Entscheidungsdatum: 07.11.2016
Zur berufsrechtlichen Zulässigkeit einer mit einem Werbeaufdruck versehenen, im Gerichtssaal getragenen Anwaltsrobe.
Die Berufung des Klägers gegen das Urteil des 1. Senats des Anwaltsgerichtshofs des Landes Nordrhein-Westfalen vom 29. Mai 2015 wird zurückgewiesen.
Der Kläger hat die Kosten des Berufungsverfahrens zu tragen.
Der Gegenstandswert für das Berufungsverfahren wird auf 5.000 € festgesetzt.

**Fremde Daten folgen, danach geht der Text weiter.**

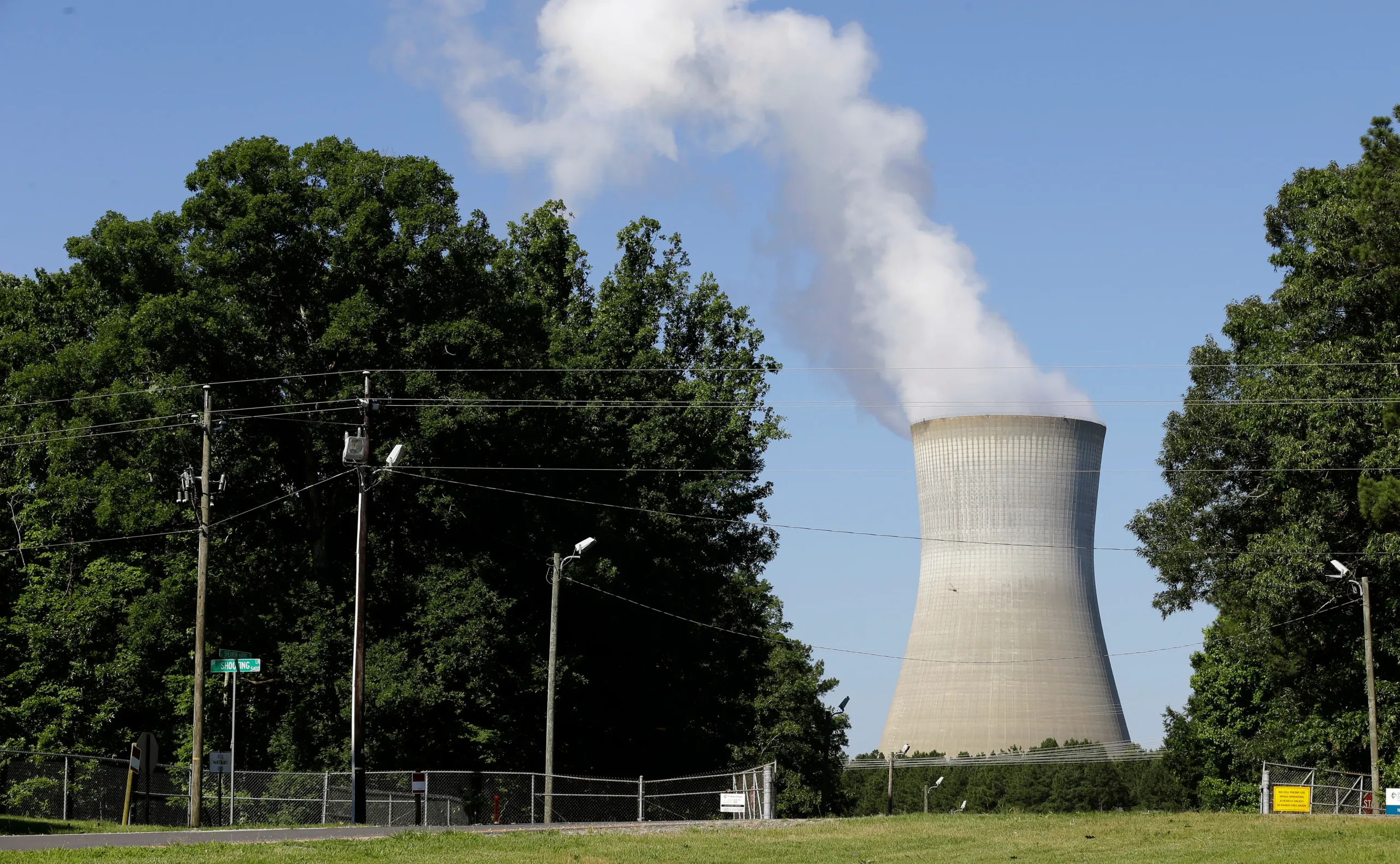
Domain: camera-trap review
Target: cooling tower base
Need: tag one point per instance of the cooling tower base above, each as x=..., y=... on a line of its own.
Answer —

Der Kläger ist seit 2004 Mitglied der Beklagten. Er wendet sich gegen einen belehrenden Hinweis der Beklagten vom 26. Mai 2015. Dieser war auf seine Bitte ergangen, ihn über die berufsrechtliche Zulässigkeit eines von ihm ins Auge gefassten Aufdrucks beziehungsweise einer Bestickung seiner Anwaltsrobe auf deren oberen Rückenbereich mit den Worten "Dr. R. " und der Internetadresse "www.dr-r. .de" zu belehren.
In dem - dem Kläger zugestellten und mit einer Rechtsmittelbelehrung versehenen - Bescheid belehrte die Beklagte den Kläger dahingehend, dass das Tragen der Anwaltsrobe mit dem vorgenannten Aufdruck nicht mit dem anwaltlichen Berufsrecht vereinbar und daher von ihm künftig zu unterlassen sei. Mit der geplanten Verwendung der Robe verstoße er gegen § 43b BRAO, § 6 Abs. 1, § 20 BORA. Es handele sich um ein werbliches Auftreten nach außen, das dazu diene, in den Gerichtssälen bewusst Zuhörer und andere auf sich aufmerksam zu machen, um hierdurch für neue Mandate zu werben. Diese Werbung sei unsachlich, weil ein Gerichtssaal der falsche Ort für Werbung insgesamt sei. Außerdem verstoße er durch das Tragen der Robe gegen § 20 BORA, da von der üblichen Berufstracht abgewichen werde.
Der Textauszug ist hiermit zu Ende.